Here’s how this week’s arts and culture column begins:

Each Monday and Thursday, at 5:45 a.m., LA Superior Court Judge Craig J. Mitchell meets his people in front of downtown’s Midnight Mission for a run through the gritty streets of downtown.

By “people,” I mean fellow members of the running club he founded in 2012, and the subject of the 2017 documentary Skid Row Marathon. Each year, he takes upwards of 50 people from the homeless missions and shelters of LA, flies them halfway across the world, and brings them to run an internationally-recognized marathon.

The documentary profiles four runners—Rafael Cabrera, David Askew, Rebecca Hayes, and Ben Shirley—who end up getting clean, sober, off the streets, and into full, productive lives.

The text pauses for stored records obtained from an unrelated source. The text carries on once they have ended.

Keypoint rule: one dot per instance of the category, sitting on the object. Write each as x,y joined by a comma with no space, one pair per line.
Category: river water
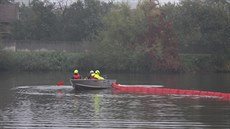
33,101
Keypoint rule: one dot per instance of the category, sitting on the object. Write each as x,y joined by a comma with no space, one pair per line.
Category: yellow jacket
98,77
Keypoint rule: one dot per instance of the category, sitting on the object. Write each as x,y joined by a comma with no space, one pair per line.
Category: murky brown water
34,101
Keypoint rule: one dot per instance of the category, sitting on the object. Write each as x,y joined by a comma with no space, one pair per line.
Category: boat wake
44,90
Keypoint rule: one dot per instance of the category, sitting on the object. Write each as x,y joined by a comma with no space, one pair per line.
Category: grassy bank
59,61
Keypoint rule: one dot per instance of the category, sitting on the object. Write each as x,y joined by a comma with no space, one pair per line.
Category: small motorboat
84,84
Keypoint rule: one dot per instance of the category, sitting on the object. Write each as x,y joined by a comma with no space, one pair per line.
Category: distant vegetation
149,38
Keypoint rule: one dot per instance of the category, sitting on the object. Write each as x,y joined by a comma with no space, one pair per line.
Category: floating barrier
168,91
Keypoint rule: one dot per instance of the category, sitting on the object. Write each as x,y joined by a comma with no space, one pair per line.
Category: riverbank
63,61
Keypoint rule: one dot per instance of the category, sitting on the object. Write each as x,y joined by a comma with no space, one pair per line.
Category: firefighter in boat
76,75
97,75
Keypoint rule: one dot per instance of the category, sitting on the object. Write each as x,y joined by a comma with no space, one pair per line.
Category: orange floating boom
168,91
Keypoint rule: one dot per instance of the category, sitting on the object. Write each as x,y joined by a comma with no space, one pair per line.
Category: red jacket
76,76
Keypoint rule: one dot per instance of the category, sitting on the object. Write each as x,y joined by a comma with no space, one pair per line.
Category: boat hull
90,84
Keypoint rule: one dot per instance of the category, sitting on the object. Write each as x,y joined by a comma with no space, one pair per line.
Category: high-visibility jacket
76,76
98,77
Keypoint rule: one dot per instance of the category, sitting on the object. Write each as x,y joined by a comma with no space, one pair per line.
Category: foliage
201,22
139,40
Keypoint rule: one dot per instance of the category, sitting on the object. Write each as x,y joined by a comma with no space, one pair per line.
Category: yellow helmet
91,72
76,71
97,72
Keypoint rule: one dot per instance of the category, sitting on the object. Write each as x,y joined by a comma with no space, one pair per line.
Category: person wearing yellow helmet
97,75
91,75
76,75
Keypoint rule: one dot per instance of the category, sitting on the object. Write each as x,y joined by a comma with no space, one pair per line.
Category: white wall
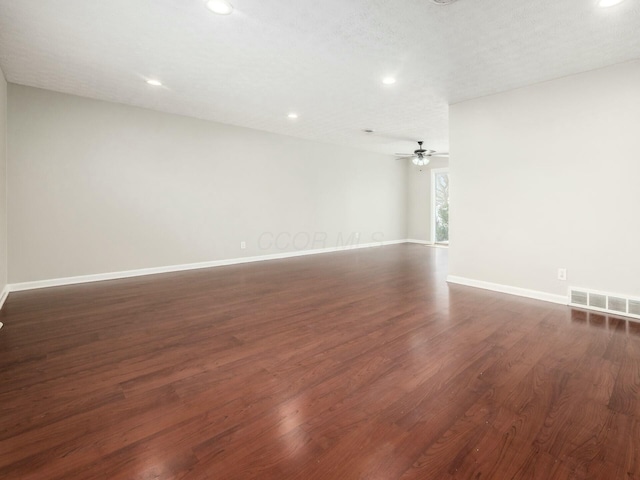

During the course of the film, they run a marathon in Accra, Ghana, and another, bigger one in Rome.

When the documentary ends, the Club is about to embark for Jerusalem. “We took 44 people from Skid Row,” says Judge Mitchell by way of an update. “Obviously it was very meaningful. Many of our people were baptized or re-baptized in the River Jordan.”

The Club has also run marathons in Vietnam, Ecuador and the Galapagos. This coming January Judge Mitchell will take 55 runners from Skid Row to Egypt.